In today's Guardian, James Meikle has got the inside track on the DH report on out-of-hours services, which is due out at the end of the week.
As I mentioned at the time, when the details of this were emerging, I was doing a bit of press office cover for NHS Alliance, whose urgent and out-of-hours care lead Rick Stern is a director of the Primary Care Foundation, whose benchmarking tool the report will firmly endorse.
Meikle is a smart and thorough journalist, with whom I dealt briefly on this story. He has followed the tragic story of the killing of David Gray by Dr Daniel Ubani better than anyone.
The wait for the official DH report can be sensibly alleviated by reading the Primary Care Foundation's Reflections and recommendations for commissioners and providers of out-of-hours services in England based on the first two rounds of the benchmark in 2009.
It is, like its title, fairly long at 74 pages, but it has much detail and significant learning about commissioning in general. Yes, the specifics relate to out-of-hours providers, but the report's general points will translate to almost any commissioned service where the intention is to measure quality.

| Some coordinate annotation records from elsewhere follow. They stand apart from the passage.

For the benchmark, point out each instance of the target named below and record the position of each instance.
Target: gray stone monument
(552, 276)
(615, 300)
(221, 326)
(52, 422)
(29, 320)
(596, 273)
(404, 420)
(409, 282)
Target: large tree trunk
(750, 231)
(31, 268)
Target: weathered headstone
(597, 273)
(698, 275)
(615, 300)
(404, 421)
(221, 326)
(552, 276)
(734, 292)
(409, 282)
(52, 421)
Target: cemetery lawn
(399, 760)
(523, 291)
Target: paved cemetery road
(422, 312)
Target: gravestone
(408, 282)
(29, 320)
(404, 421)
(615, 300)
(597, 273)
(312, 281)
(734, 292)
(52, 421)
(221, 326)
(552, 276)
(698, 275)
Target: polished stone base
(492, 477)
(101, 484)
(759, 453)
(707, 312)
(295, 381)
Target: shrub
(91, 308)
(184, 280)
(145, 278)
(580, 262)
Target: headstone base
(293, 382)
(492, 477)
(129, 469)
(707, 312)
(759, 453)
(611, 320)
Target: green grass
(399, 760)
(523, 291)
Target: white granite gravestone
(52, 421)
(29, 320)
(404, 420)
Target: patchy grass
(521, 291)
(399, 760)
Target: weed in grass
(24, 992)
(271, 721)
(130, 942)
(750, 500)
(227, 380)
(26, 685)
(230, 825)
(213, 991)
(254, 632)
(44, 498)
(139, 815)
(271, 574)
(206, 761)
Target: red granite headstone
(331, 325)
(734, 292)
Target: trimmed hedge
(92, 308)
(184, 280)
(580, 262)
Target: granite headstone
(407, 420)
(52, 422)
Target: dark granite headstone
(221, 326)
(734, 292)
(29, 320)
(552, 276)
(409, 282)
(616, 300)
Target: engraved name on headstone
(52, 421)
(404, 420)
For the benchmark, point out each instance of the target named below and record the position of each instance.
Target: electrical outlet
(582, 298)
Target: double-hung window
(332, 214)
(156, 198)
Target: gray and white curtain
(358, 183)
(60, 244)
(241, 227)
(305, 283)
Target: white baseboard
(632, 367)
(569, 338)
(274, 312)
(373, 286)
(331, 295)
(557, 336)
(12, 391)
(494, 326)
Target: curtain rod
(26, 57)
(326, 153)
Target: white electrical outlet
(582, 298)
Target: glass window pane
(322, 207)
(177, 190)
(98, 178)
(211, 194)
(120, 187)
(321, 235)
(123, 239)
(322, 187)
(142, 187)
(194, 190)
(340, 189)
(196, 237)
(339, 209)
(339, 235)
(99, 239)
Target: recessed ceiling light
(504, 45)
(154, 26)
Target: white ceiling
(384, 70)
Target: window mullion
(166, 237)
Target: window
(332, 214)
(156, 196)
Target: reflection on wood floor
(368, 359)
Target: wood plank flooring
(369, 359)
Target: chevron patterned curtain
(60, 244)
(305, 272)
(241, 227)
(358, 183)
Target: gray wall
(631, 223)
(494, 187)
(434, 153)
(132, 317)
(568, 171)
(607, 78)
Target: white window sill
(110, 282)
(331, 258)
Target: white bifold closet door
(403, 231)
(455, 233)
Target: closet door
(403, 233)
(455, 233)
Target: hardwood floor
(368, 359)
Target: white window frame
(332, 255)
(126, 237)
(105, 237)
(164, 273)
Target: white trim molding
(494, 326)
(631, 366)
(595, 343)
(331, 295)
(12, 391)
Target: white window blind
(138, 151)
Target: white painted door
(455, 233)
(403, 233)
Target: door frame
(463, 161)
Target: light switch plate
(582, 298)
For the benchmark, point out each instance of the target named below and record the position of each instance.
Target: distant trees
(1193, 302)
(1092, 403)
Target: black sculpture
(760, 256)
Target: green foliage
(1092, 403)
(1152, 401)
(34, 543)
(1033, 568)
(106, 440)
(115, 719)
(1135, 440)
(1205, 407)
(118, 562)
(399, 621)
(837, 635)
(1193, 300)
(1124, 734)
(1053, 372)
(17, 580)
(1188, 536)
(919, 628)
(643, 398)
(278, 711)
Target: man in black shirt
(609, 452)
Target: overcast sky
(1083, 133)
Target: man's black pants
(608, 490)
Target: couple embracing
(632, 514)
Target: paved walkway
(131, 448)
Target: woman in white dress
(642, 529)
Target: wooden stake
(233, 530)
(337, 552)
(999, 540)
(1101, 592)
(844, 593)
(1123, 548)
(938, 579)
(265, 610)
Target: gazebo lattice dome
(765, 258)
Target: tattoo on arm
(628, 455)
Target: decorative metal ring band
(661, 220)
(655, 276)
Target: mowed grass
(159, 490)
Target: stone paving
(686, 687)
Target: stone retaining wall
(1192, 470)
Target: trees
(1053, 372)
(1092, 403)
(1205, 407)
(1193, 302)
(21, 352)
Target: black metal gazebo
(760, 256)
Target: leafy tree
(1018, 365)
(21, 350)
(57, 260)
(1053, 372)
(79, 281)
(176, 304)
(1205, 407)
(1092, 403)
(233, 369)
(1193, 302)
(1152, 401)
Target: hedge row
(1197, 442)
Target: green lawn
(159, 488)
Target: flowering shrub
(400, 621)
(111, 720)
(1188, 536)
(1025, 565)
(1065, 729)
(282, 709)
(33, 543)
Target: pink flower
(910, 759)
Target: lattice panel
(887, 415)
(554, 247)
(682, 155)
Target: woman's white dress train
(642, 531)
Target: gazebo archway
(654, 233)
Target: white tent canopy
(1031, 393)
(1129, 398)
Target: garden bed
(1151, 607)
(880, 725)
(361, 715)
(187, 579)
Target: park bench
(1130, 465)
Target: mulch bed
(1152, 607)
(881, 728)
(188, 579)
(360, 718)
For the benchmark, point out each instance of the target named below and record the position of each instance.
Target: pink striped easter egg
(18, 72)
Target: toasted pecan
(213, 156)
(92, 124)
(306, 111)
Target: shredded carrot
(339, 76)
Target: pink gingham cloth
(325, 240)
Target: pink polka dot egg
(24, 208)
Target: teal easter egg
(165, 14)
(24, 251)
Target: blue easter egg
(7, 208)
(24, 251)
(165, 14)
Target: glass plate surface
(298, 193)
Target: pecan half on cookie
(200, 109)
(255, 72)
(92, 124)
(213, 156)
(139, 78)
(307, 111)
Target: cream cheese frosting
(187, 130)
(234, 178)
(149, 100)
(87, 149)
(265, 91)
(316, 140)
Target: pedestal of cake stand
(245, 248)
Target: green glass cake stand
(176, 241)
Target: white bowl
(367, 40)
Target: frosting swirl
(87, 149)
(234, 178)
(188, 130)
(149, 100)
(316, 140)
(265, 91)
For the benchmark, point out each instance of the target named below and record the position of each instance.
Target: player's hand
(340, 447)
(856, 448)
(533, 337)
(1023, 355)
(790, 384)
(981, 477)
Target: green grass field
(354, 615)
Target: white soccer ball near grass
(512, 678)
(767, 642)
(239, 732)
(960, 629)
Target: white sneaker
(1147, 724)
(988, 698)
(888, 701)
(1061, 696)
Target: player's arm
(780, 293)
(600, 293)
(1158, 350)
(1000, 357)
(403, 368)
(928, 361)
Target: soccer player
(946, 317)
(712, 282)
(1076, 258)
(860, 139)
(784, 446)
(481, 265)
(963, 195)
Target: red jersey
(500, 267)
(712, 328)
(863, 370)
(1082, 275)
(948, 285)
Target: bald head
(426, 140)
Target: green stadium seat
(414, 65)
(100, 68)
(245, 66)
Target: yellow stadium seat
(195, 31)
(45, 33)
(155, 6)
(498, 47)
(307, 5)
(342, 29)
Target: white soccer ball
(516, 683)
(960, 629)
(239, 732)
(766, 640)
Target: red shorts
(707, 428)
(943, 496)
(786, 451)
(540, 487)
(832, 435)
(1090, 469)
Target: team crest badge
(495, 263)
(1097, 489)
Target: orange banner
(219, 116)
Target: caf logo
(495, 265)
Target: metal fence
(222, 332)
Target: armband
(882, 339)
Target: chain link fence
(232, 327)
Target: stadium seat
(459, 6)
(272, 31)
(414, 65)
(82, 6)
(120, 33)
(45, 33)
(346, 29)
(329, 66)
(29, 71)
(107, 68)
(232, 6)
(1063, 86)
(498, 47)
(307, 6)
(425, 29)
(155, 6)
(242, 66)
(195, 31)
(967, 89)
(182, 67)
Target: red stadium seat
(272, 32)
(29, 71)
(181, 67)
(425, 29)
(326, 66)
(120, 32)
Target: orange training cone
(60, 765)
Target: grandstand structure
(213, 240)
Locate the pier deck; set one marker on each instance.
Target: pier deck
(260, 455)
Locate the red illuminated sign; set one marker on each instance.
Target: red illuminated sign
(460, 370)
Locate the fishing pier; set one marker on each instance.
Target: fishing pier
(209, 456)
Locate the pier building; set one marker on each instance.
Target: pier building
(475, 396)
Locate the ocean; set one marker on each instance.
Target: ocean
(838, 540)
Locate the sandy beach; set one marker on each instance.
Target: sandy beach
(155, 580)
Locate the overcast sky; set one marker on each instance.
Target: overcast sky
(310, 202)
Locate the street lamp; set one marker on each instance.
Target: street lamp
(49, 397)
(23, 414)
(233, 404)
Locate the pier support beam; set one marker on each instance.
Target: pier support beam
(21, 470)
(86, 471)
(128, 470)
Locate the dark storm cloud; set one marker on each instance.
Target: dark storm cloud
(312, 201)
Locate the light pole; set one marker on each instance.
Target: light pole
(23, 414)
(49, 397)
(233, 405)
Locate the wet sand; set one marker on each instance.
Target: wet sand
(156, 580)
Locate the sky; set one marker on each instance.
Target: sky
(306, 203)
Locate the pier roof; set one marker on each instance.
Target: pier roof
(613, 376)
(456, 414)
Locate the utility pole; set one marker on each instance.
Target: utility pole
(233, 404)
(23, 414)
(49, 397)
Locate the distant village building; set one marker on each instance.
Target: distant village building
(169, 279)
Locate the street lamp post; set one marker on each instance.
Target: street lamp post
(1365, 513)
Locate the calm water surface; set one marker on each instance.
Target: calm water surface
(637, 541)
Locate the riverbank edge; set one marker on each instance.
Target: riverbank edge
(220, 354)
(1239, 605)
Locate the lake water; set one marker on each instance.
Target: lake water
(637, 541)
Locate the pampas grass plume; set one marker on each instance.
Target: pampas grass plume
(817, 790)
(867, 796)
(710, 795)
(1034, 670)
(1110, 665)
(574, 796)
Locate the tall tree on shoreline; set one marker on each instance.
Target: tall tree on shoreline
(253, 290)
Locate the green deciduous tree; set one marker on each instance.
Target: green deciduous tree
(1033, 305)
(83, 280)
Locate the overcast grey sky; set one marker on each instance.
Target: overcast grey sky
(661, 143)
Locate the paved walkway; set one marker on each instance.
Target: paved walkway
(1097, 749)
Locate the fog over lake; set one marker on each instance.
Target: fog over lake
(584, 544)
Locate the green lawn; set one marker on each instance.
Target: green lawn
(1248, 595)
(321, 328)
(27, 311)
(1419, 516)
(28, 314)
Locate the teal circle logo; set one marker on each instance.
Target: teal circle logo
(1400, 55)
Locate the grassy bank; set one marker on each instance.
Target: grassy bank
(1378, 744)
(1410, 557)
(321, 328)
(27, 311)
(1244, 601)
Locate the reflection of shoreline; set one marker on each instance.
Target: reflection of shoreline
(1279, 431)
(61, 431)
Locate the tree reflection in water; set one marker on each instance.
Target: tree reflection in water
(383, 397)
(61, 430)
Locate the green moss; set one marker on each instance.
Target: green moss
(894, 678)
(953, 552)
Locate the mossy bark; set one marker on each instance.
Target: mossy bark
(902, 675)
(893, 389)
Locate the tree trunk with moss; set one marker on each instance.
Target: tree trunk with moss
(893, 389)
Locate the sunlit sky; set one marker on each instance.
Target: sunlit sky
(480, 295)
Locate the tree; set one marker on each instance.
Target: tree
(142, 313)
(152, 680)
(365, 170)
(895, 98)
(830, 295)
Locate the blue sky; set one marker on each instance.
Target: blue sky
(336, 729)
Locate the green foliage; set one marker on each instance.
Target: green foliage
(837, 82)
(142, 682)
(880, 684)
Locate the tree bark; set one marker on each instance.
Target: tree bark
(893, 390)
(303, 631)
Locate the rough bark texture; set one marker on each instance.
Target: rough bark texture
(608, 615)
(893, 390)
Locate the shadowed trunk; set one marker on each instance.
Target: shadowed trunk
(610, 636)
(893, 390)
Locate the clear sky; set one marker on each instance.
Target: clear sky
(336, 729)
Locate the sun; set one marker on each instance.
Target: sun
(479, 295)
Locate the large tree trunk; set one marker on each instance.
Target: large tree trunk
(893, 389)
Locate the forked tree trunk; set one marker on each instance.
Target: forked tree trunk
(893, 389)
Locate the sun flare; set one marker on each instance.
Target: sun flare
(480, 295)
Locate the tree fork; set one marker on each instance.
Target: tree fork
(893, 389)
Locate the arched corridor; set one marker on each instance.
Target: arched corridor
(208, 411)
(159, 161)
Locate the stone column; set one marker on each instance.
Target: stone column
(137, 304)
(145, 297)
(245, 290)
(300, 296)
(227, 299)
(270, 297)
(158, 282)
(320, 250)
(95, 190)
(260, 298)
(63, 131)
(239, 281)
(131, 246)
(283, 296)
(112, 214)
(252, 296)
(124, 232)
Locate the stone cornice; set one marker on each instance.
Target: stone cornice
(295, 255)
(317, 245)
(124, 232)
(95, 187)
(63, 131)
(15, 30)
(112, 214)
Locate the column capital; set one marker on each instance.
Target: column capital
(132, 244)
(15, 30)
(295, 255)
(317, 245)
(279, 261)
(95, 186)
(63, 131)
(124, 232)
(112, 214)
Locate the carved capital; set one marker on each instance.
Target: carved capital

Because that is our intention now.
Isn't it?
The National Care Service muddle revisited
Polly Toynbee also picks up on the Association of Directors of Social services' new report which points out the ridiculous sums in the quarter-baked National Care Service proposals (which we visited here, here and here at the time).
It's a live issue again because Norman Warner's delaying amendment was voted down in the Lords in the early hours.